Reçu à son arrivée sur le macadam du boulevard Alfred Raoul par le chef d’état-major général des forces armées congolaises (FAC), le général de division Guy Blanchard Okoï, le président de la République, Denis Sassou-N’Guesso a effectué la revue des troupes à bord de son command-car. Fidèle à la tradition, le bataillon d’artillerie sol-sol a tiré 21 coups de canon, symbole de respect et d’honneur à la Nation.

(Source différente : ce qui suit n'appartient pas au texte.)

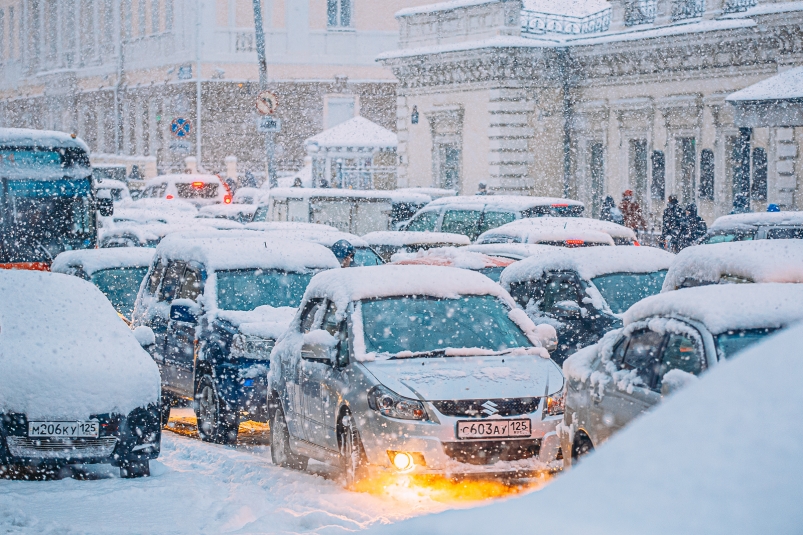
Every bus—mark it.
[0,128,113,271]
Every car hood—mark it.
[362,355,563,401]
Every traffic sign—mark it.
[170,117,192,139]
[256,91,279,115]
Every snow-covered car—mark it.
[560,283,803,467]
[0,270,161,477]
[133,234,340,444]
[400,195,585,241]
[141,174,232,207]
[477,217,639,247]
[701,212,803,243]
[661,240,803,292]
[393,247,515,282]
[50,247,154,323]
[500,247,674,363]
[362,231,471,262]
[270,266,563,485]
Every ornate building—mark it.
[379,0,803,222]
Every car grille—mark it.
[443,440,541,465]
[6,437,117,459]
[432,398,541,418]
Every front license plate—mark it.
[28,420,99,438]
[457,418,532,439]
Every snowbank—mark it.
[0,271,160,420]
[662,240,803,292]
[624,284,803,334]
[369,322,803,535]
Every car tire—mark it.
[195,375,240,445]
[338,413,368,488]
[120,461,151,479]
[270,406,309,470]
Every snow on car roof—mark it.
[624,283,803,334]
[709,212,803,230]
[304,265,515,310]
[662,240,803,292]
[499,247,675,288]
[362,231,471,247]
[50,247,154,277]
[366,320,803,535]
[0,270,160,420]
[156,231,340,271]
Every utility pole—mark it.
[253,0,276,187]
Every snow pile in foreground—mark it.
[371,326,803,535]
[0,271,160,419]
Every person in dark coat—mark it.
[661,195,684,253]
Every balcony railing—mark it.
[521,8,611,35]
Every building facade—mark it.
[0,0,434,180]
[380,0,803,224]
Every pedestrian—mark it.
[599,195,625,225]
[619,189,647,230]
[661,195,683,253]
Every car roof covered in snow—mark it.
[662,240,803,292]
[362,230,471,247]
[156,231,340,272]
[0,270,159,420]
[366,325,803,535]
[304,265,515,310]
[50,247,154,277]
[624,283,803,334]
[709,212,803,231]
[499,247,675,288]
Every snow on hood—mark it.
[50,247,154,277]
[499,247,675,290]
[362,354,563,401]
[624,283,803,334]
[661,240,803,292]
[368,320,803,535]
[0,271,160,419]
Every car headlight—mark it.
[368,386,427,420]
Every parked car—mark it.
[477,217,639,247]
[393,247,515,282]
[701,212,803,243]
[362,231,471,262]
[270,266,563,484]
[0,270,161,477]
[500,247,674,363]
[662,240,803,292]
[141,175,232,207]
[133,231,339,444]
[560,284,803,467]
[400,195,584,241]
[50,247,154,324]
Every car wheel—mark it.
[195,375,240,444]
[120,461,151,479]
[270,406,309,470]
[338,414,368,488]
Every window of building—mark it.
[326,0,352,28]
[750,147,767,201]
[700,149,714,201]
[650,150,666,201]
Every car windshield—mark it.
[591,270,666,314]
[361,295,532,354]
[90,267,148,318]
[717,329,776,359]
[217,268,314,310]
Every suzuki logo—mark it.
[480,400,499,416]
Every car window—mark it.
[441,210,482,241]
[406,210,440,232]
[159,262,185,301]
[622,331,664,388]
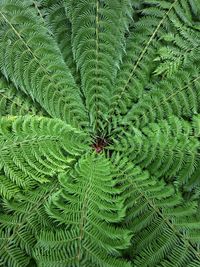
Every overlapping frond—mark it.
[108,0,199,132]
[0,0,87,127]
[0,77,48,117]
[34,0,80,84]
[113,154,200,267]
[0,0,200,267]
[110,116,200,190]
[0,116,87,194]
[0,181,59,267]
[34,155,130,267]
[66,0,131,132]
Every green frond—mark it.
[0,182,59,267]
[34,0,80,85]
[34,154,130,267]
[110,116,200,190]
[0,77,48,116]
[0,0,87,127]
[108,0,199,133]
[0,0,200,267]
[65,0,131,131]
[0,116,87,191]
[113,154,200,267]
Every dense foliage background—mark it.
[0,0,200,267]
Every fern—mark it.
[0,0,200,267]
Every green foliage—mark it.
[0,0,200,267]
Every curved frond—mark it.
[0,116,87,190]
[110,116,200,190]
[111,155,200,267]
[0,77,48,117]
[0,0,87,127]
[66,0,131,131]
[34,155,130,267]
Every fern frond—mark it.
[108,0,199,131]
[0,116,87,188]
[34,0,80,85]
[0,182,58,267]
[113,154,200,267]
[34,155,130,267]
[66,0,131,131]
[110,116,200,190]
[0,0,87,127]
[0,77,48,116]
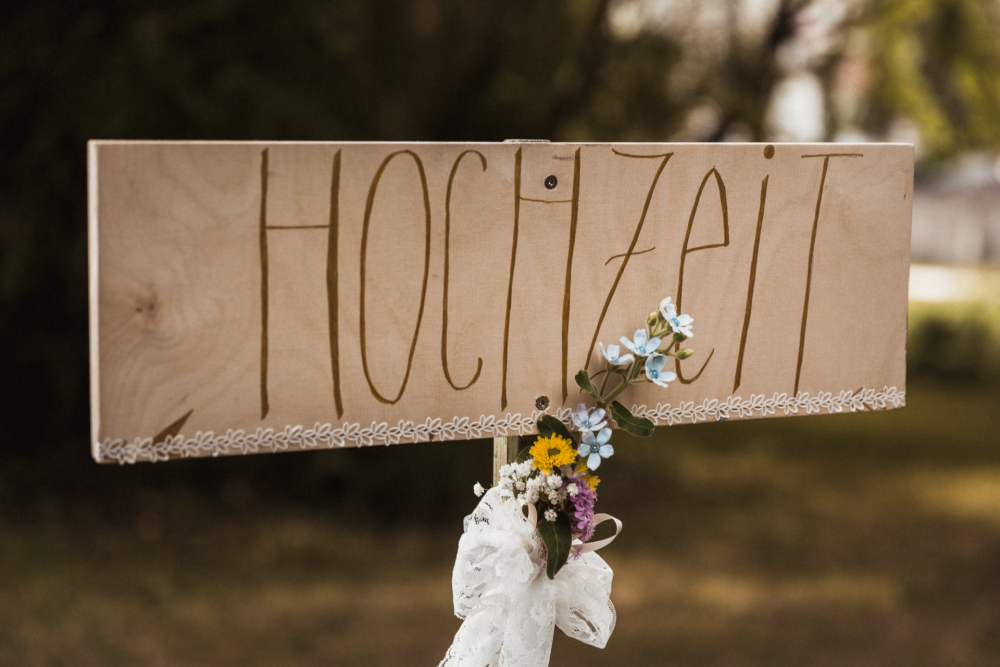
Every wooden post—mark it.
[493,435,520,486]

Avant le début du défilé, le chef de l’État congolais a décoré, à titre exceptionnel, un échantillon de 12 personnalités du secteur agricole et de la diaspora. Elles ont été élevées respectivement au grade d’officier et de chevalier dans l’ordre du Mérite congolais pour services rendus à la Nation.
Le défilé militaire : la rigueur et la modernisation
L’armée a ouvert le bal comme de coutume. Le passage de l’ensemble des unités de la force publique a mis en avant la discipline et le professionnalisme des troupes. Le groupement para-commando a particulièrement retenu l’attention du public et des invités avec son pas lent et cadencé sur le macadam. Ce corps d’élite qui a participé à plusieurs missions de sécurisation au niveau international est aussi celui d’où sont issus les présidents Denis Sassou-N’Guesso, Joachim Yhombi-Opango et Marien Ngouabi.
À 11 h 46, le défilé motorisé a pris le relais. L’assistance a pu mesurer la capacité opérationnelle des différentes unités : véhicules de secours de la Sécurité civile dotés d’équipements de dernière génération et, surtout, le passage remarquable du 1ᵉʳ Régiment blindé équipé de véhicules de type Cobra de fabrication russe, très acclamé par le grand public.
Le défilé civil : couleurs, foi et élégance
La fanfare kimbanguiste a pris le relais de la fanfare nationale des FAC pour cadencer les pas lors du défilé civil. Les majorettes des églises Tenrikyo, catholique, kimbanguiste et de l’Armée du salut qui ont ouvert le bal, ont ébloui la tribune d’honneur par leurs chorégraphies millimétrées. Le textile congolais s’est aussi invité à la fête avec les Sapeurs, dont l’alternance des pas lents et accélérés à la fois a offert un véritable spectacle digne d’une œuvre d’art, soulevant des salves d’applaudissements de l’assistance.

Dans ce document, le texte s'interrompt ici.